American business magnate Warren Buffett is well-known not only for his wealth but also for the investments he makes. He generates profits from the stock market, and there is a reason why investors try to get inspiration from his purchases.
According to The Motley Fool, three stocks in Buffett’s portfolio are worth looking into—General Motors (GM), Teva Pharmaceutical Industries and American Express.
When it comes to stocks that are well-positioned for the future, investors should make a few purchases in General Motors. Buffett’s Berkshire Hathaway recently purchased another 2 percent stakes from GM, getting 51 million shares worth $1.9 billion. The takeaway from this is that Buffett still sees that GM will be able to hold its ground in the coming years despite the rising prices of car production materials such as aluminum and steel.
Earlier this year, Berkshire Hathaway also upped its stake at Teva Pharmaceutical Industries. In total, Buffett has purchased over 2.7 million shares at Teva which amounts to $61 million. It’s worth noting that Teva is coming out of a bankruptcy scare last year and it has bounced back by 48 percent in value in the past 12 months. Teva is facing stiff competition from generic drug manufacturers, but it is consistently showing good numbers nonetheless.
Last but not the least of the best Buffett stocks is American Express. The company’s net revenue increased by 9 percent and its earnings per share by 25 percent during the last quarter. It is one of the best performances for the company’s quarterly results to date. What makes American Express a good stock to own is its long-term prospect as it continues to provide a solid service globally.

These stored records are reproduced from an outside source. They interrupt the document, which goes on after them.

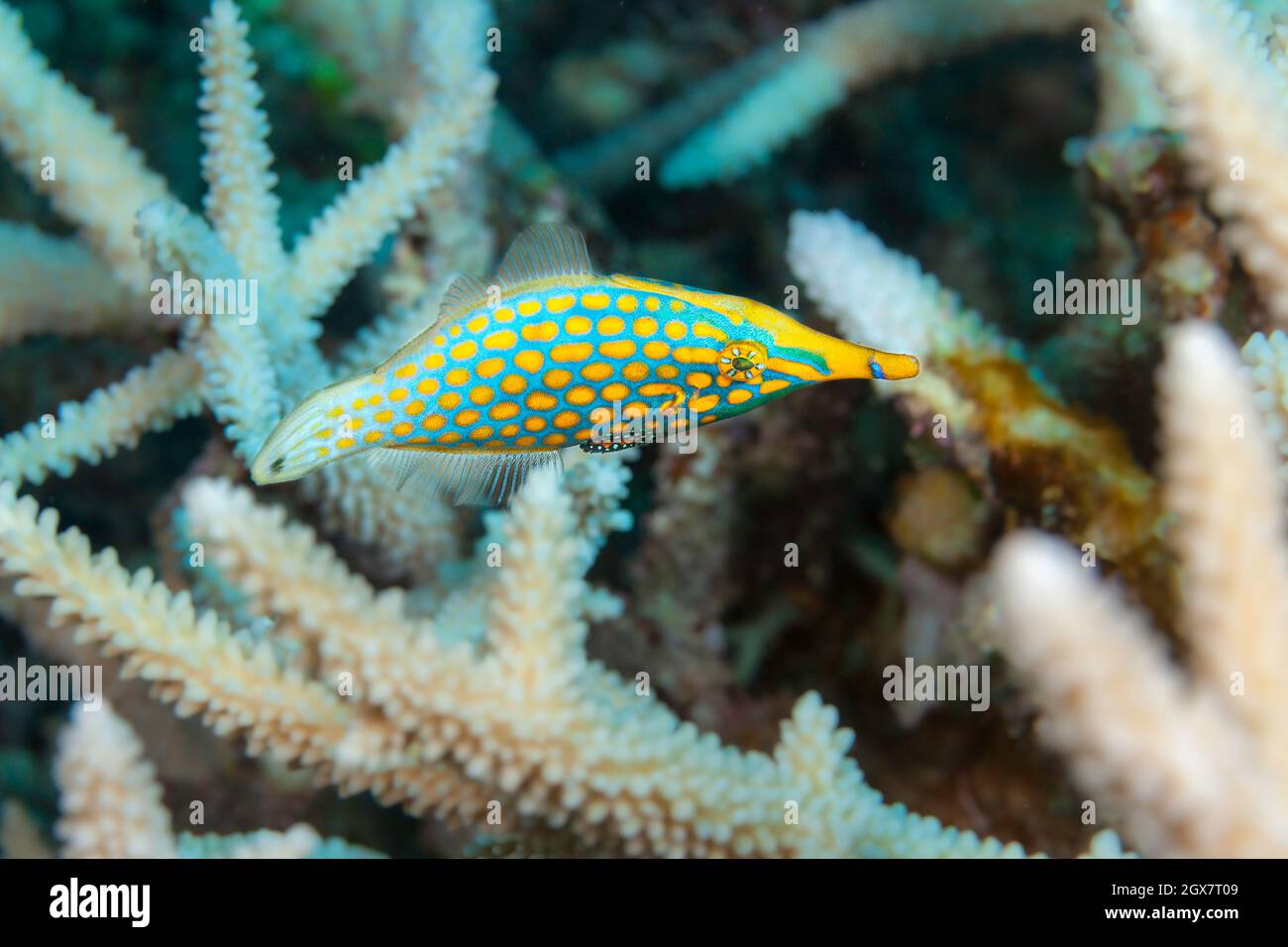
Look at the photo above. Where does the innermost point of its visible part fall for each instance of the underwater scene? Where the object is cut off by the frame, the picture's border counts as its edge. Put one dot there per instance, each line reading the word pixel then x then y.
pixel 664 428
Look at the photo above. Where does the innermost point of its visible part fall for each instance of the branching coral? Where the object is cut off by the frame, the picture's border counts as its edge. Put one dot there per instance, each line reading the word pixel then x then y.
pixel 1047 460
pixel 782 90
pixel 469 694
pixel 112 805
pixel 1196 767
pixel 1228 98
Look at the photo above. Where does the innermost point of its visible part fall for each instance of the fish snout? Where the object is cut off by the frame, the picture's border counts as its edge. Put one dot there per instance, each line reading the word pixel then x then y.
pixel 849 361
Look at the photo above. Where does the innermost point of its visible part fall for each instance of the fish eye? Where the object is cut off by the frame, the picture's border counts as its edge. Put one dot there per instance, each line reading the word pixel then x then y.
pixel 742 361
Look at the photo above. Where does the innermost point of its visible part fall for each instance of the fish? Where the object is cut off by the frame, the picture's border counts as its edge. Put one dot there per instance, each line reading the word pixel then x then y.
pixel 552 356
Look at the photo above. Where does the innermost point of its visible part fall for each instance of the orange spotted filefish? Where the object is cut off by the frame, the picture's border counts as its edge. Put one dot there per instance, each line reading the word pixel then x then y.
pixel 515 371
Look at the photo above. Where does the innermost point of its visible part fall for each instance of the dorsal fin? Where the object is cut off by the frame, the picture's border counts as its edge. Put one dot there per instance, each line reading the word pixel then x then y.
pixel 469 476
pixel 544 250
pixel 463 294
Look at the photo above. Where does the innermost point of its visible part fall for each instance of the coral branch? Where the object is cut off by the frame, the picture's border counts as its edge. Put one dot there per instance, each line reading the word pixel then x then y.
pixel 149 398
pixel 110 795
pixel 237 163
pixel 851 48
pixel 193 661
pixel 56 285
pixel 1197 770
pixel 97 179
pixel 1228 98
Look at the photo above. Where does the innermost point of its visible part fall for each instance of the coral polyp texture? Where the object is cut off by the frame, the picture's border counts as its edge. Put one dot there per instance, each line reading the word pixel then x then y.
pixel 738 651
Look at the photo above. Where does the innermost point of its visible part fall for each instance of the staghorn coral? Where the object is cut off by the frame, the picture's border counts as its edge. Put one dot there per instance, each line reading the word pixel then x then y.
pixel 1196 764
pixel 1044 459
pixel 1225 95
pixel 112 805
pixel 473 684
pixel 778 93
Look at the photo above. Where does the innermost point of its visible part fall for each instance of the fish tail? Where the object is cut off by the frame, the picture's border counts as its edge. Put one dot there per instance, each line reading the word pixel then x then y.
pixel 893 367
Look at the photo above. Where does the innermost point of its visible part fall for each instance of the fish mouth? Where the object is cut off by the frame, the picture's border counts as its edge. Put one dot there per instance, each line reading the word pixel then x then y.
pixel 267 470
pixel 893 367
pixel 849 361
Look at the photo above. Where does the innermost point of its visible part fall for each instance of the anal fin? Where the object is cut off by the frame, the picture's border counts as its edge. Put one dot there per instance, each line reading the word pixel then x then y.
pixel 475 478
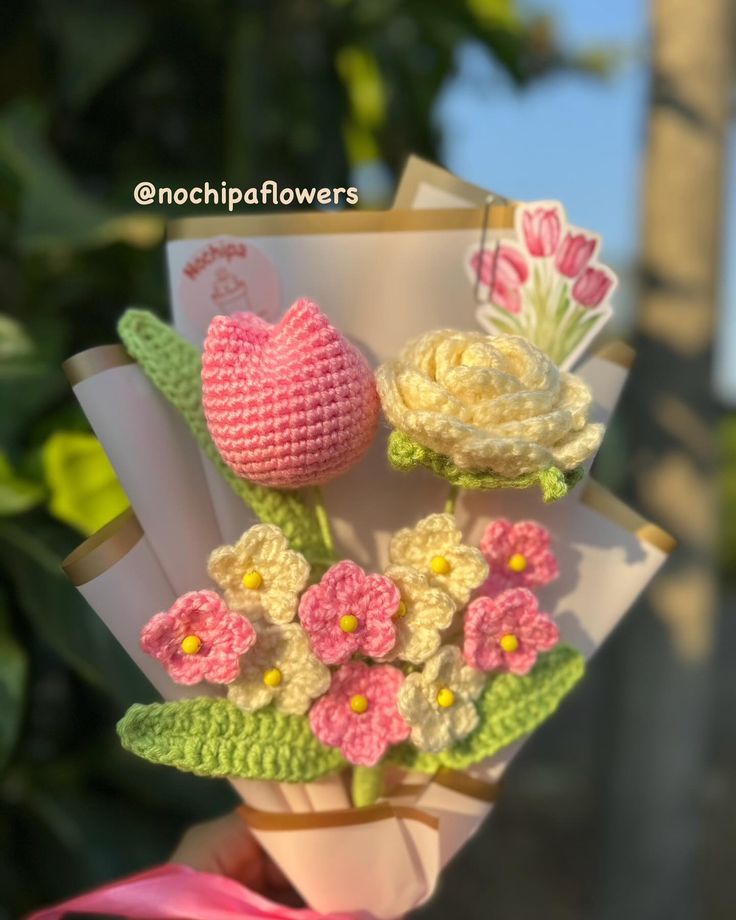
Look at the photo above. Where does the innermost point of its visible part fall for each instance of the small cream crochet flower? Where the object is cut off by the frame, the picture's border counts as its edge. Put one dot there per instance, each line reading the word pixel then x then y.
pixel 438 701
pixel 435 548
pixel 489 403
pixel 280 669
pixel 260 574
pixel 422 613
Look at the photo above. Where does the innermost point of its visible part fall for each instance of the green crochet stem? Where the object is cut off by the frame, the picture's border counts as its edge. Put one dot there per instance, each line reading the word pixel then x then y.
pixel 406 454
pixel 173 366
pixel 212 737
pixel 367 786
pixel 510 707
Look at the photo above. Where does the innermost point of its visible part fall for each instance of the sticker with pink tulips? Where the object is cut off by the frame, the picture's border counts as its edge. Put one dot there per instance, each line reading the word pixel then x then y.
pixel 545 284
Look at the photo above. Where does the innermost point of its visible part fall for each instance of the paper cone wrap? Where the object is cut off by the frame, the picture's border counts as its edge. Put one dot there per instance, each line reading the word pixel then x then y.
pixel 383 861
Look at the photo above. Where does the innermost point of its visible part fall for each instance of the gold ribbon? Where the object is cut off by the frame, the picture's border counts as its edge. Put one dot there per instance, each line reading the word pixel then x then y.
pixel 344 817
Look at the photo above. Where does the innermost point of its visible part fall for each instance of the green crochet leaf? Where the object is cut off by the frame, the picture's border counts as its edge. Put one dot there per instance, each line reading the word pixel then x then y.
pixel 510 708
pixel 212 737
pixel 405 454
pixel 367 786
pixel 173 366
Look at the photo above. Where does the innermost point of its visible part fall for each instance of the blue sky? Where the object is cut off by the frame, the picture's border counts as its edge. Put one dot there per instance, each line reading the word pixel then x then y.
pixel 574 138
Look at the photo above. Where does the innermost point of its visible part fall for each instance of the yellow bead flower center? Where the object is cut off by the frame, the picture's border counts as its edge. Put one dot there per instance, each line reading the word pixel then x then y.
pixel 440 565
pixel 190 645
pixel 445 698
pixel 252 580
pixel 401 611
pixel 509 643
pixel 358 703
pixel 272 677
pixel 348 622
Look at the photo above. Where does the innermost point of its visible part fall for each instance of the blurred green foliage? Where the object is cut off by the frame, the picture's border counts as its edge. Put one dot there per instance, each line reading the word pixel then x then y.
pixel 727 503
pixel 96 95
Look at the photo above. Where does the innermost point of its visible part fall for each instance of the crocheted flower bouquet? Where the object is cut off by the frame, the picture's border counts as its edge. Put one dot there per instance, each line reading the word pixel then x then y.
pixel 361 709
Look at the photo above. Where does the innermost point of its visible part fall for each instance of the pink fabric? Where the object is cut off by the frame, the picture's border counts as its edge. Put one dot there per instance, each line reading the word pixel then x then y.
pixel 541 228
pixel 345 590
pixel 592 287
pixel 512 613
pixel 361 736
pixel 224 635
pixel 502 540
pixel 504 270
pixel 575 251
pixel 288 405
pixel 173 892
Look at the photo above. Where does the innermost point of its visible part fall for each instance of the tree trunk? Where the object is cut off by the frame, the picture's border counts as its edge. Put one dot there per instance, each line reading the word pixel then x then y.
pixel 661 660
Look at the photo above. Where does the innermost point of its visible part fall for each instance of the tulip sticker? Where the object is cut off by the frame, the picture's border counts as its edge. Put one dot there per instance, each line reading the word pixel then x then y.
pixel 545 284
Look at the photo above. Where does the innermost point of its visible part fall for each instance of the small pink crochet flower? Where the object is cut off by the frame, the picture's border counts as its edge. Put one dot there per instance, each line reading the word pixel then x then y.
pixel 507 632
pixel 359 714
pixel 288 405
pixel 518 556
pixel 348 612
pixel 198 638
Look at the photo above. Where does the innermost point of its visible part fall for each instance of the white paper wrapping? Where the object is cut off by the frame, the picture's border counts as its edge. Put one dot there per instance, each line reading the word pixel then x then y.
pixel 382 278
pixel 155 459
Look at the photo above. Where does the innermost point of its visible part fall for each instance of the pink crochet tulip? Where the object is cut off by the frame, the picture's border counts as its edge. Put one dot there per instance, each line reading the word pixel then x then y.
pixel 518 556
pixel 541 228
pixel 503 270
pixel 575 251
pixel 592 287
pixel 348 612
pixel 359 713
pixel 507 632
pixel 198 638
pixel 288 405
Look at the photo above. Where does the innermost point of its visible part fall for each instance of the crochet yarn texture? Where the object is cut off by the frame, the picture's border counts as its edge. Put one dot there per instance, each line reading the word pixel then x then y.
pixel 287 405
pixel 212 737
pixel 173 366
pixel 404 454
pixel 509 708
pixel 490 403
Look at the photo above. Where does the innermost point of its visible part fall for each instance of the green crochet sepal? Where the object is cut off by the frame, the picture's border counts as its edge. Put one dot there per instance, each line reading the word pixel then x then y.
pixel 406 454
pixel 510 707
pixel 212 737
pixel 173 366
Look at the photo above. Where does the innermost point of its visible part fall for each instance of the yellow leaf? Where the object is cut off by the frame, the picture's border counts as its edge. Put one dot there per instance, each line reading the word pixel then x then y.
pixel 16 494
pixel 84 491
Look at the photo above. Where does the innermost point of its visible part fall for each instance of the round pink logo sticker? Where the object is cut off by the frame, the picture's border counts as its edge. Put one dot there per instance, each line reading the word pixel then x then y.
pixel 228 275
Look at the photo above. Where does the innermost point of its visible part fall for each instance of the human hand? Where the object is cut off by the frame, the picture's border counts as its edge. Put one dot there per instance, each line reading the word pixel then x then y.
pixel 225 846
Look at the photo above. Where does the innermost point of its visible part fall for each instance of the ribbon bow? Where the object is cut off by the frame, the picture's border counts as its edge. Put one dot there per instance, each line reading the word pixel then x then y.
pixel 175 892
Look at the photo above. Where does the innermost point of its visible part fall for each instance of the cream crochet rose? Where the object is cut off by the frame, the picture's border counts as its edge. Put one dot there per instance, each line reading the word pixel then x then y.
pixel 489 402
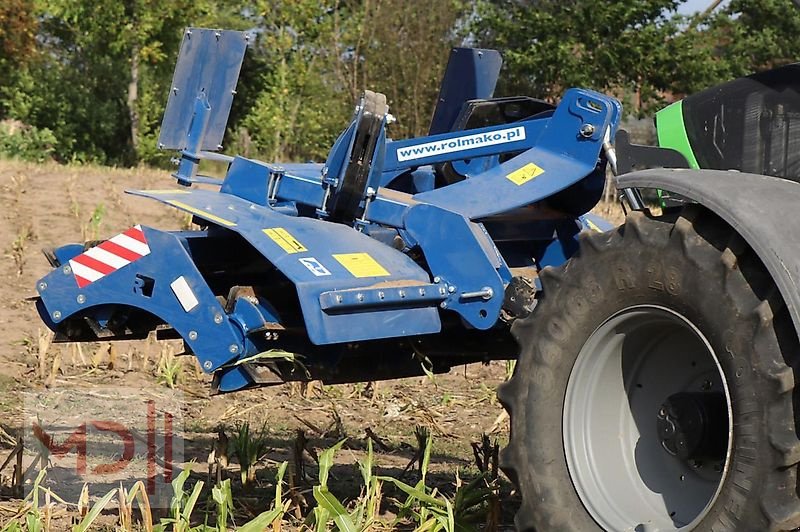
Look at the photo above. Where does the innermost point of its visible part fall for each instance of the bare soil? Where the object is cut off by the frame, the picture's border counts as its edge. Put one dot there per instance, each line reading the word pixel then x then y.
pixel 49 205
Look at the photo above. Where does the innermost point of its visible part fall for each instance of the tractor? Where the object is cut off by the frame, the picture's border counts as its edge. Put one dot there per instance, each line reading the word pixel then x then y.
pixel 656 361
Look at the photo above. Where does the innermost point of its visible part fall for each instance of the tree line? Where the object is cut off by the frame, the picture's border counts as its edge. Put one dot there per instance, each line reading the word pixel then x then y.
pixel 88 80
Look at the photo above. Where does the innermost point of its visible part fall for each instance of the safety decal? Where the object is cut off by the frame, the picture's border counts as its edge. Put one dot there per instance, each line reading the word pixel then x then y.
pixel 285 240
pixel 109 256
pixel 361 265
pixel 314 266
pixel 527 173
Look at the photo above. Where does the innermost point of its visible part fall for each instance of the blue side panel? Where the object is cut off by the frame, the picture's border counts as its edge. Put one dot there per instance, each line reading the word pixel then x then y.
pixel 209 63
pixel 318 256
pixel 471 74
pixel 561 158
pixel 205 327
pixel 464 257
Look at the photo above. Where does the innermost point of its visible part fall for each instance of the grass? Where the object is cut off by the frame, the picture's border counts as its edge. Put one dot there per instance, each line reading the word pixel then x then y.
pixel 192 509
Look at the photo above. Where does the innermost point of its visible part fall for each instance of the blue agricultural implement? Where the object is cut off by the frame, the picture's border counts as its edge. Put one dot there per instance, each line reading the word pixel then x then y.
pixel 655 384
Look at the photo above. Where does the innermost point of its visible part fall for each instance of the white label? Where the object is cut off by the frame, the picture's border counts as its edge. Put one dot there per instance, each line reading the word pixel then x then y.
pixel 184 293
pixel 467 142
pixel 314 266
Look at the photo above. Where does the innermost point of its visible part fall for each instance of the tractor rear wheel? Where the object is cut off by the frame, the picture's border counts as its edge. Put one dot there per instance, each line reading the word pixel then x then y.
pixel 654 388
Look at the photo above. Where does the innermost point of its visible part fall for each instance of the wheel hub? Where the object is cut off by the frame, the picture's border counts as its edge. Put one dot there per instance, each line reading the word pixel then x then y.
pixel 694 426
pixel 631 473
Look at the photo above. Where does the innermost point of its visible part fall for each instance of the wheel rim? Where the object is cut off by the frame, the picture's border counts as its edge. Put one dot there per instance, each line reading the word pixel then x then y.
pixel 646 422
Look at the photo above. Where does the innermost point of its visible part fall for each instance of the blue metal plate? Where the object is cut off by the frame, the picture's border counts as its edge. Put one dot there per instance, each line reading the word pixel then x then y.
pixel 318 256
pixel 209 62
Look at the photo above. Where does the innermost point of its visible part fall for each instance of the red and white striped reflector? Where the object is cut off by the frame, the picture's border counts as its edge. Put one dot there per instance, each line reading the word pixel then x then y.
pixel 108 257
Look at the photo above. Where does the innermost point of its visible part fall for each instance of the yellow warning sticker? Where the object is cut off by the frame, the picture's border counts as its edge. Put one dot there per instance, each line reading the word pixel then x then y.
pixel 361 265
pixel 527 173
pixel 285 240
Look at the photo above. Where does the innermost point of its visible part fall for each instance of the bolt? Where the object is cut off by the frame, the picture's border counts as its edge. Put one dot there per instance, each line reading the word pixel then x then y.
pixel 587 130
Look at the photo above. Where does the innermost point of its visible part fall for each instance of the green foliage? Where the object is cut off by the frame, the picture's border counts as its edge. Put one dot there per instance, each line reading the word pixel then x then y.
pixel 28 143
pixel 249 447
pixel 91 78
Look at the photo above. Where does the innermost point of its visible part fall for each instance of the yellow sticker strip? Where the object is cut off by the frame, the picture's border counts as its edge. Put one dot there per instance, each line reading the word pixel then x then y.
pixel 285 240
pixel 361 265
pixel 527 173
pixel 201 213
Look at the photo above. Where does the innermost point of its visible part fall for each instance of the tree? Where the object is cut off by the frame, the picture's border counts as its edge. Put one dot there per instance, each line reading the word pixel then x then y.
pixel 635 50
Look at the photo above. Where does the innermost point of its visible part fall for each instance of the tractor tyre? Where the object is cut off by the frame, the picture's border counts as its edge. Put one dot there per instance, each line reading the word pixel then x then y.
pixel 655 387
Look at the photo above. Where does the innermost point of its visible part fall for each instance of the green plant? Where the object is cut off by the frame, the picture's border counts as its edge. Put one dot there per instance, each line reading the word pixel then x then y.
pixel 29 143
pixel 20 245
pixel 329 508
pixel 431 511
pixel 169 371
pixel 249 447
pixel 91 230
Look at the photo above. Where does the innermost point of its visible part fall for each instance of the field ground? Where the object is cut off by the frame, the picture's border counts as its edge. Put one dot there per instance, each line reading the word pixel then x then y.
pixel 45 205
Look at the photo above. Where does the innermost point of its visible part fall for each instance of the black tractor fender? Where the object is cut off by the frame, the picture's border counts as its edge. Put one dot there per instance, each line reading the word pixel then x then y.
pixel 759 208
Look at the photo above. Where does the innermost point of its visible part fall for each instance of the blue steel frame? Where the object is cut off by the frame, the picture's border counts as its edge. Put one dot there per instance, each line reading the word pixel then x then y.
pixel 414 252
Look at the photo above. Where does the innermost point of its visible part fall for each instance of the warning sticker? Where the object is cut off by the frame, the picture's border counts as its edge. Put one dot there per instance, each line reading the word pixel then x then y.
pixel 361 265
pixel 526 173
pixel 285 240
pixel 314 266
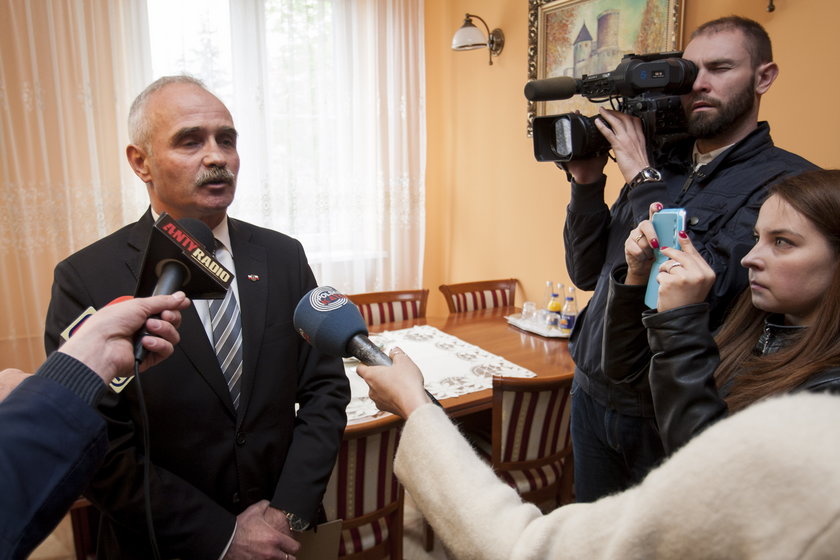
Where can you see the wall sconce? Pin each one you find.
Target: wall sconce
(470, 37)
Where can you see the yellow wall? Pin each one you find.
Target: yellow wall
(494, 212)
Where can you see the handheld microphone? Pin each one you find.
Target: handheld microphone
(179, 257)
(549, 89)
(329, 321)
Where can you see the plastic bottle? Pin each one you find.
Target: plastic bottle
(569, 313)
(547, 293)
(555, 306)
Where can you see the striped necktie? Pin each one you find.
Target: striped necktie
(227, 339)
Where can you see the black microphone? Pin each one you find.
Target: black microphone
(179, 256)
(329, 321)
(550, 89)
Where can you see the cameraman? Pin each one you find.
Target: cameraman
(720, 178)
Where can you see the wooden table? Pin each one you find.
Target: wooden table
(488, 329)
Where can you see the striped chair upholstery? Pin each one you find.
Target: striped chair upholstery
(386, 307)
(364, 492)
(530, 440)
(529, 445)
(468, 296)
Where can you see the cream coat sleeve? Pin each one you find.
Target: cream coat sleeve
(763, 483)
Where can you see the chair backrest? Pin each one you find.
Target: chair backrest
(531, 447)
(365, 493)
(467, 296)
(385, 307)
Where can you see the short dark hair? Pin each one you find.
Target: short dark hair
(758, 41)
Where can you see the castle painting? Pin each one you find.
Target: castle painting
(585, 37)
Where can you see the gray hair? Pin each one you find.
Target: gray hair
(139, 128)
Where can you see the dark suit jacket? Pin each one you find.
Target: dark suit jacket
(210, 461)
(51, 442)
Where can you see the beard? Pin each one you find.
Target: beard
(708, 124)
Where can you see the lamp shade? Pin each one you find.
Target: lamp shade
(468, 37)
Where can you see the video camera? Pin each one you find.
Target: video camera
(646, 86)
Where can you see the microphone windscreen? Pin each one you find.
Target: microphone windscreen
(190, 243)
(328, 320)
(200, 231)
(549, 89)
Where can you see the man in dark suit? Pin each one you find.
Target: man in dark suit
(234, 466)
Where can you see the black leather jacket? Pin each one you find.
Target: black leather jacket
(722, 200)
(686, 398)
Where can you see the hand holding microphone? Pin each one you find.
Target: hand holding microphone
(332, 324)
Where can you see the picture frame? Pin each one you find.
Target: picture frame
(577, 37)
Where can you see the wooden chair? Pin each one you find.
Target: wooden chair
(385, 307)
(365, 493)
(529, 445)
(467, 296)
(531, 441)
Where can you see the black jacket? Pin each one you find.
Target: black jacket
(722, 201)
(681, 374)
(210, 461)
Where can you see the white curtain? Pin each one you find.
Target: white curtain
(328, 97)
(64, 94)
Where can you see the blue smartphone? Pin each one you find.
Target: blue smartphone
(668, 223)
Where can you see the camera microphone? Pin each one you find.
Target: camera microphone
(549, 89)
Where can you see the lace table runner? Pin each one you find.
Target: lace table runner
(450, 366)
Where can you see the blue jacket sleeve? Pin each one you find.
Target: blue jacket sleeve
(51, 442)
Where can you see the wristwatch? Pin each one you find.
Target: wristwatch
(296, 523)
(646, 175)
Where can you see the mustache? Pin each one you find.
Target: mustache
(703, 99)
(215, 175)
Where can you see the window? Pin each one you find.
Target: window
(328, 100)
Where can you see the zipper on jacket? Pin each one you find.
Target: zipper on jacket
(696, 174)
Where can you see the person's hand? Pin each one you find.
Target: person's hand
(9, 379)
(685, 278)
(397, 388)
(105, 342)
(638, 249)
(277, 519)
(627, 138)
(255, 537)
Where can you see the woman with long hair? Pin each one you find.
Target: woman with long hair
(734, 474)
(782, 335)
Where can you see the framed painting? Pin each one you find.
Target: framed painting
(578, 37)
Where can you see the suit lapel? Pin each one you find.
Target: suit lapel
(194, 342)
(252, 282)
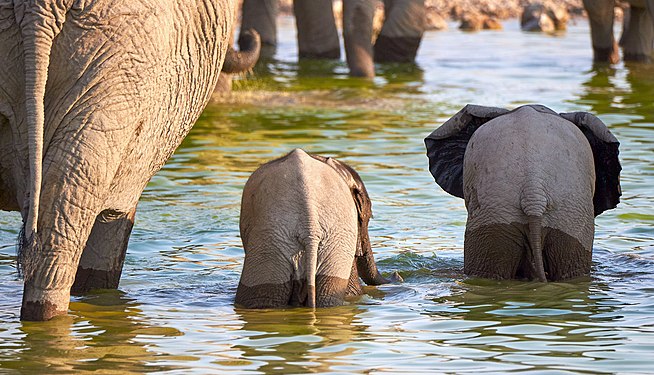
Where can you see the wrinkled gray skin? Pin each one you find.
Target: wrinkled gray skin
(94, 97)
(398, 40)
(637, 34)
(304, 227)
(532, 181)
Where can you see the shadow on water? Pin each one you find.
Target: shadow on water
(102, 334)
(628, 91)
(299, 340)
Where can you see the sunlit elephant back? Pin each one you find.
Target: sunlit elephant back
(96, 95)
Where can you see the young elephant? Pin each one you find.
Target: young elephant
(304, 227)
(532, 180)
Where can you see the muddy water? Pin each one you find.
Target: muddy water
(174, 313)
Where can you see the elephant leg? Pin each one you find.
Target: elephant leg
(267, 278)
(494, 251)
(601, 16)
(316, 29)
(564, 256)
(261, 15)
(402, 32)
(101, 263)
(638, 35)
(357, 34)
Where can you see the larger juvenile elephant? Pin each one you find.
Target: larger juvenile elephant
(532, 181)
(304, 227)
(637, 35)
(95, 95)
(398, 41)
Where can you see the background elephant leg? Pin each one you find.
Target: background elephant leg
(357, 34)
(101, 263)
(638, 36)
(401, 34)
(600, 16)
(317, 36)
(564, 256)
(261, 15)
(494, 251)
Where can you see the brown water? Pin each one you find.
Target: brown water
(174, 309)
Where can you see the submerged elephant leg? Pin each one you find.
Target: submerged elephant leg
(601, 16)
(317, 36)
(493, 251)
(101, 263)
(261, 15)
(401, 34)
(638, 36)
(357, 34)
(564, 256)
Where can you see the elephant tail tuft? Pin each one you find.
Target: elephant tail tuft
(535, 237)
(311, 258)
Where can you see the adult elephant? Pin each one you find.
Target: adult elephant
(304, 227)
(95, 96)
(637, 35)
(398, 41)
(532, 181)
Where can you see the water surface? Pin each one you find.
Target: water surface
(174, 309)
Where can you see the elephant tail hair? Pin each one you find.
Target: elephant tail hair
(41, 23)
(311, 258)
(535, 228)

What to do in today’s volatile stock market
Investing in Buffett stocks could be a wise move but understanding the mindset of the mogul is even better especially as this year’s stock market has never been more volatile. Factors such as emerging technologies and the U.S.-China trade war are making prices more unpredictable. Buffett sees this as a good opportunity.
“Volatility doesn’t matter … if volatility averages half a percent a day or a quarter of a percent or five percent … we would make more money if volatility is higher because it would create more mistakes. Volatility is a huge plus to real investors,” he says to investors back in 1997.
Then 10 years later, Buffett says that volatility is not a measurement of risks in investing.
The stock market’s current state could be scaring off investors, but that shouldn’t be the case as major returns could come by as well. Instead of looking at a stock’s current state, investors should instead look forward and see how it will do long-term.
Buffett’s success in the stock market has been showcased time and time again. New but wise investors will find it a smart move to gain some ideas of the stock market by basing on the mogul’s purchases.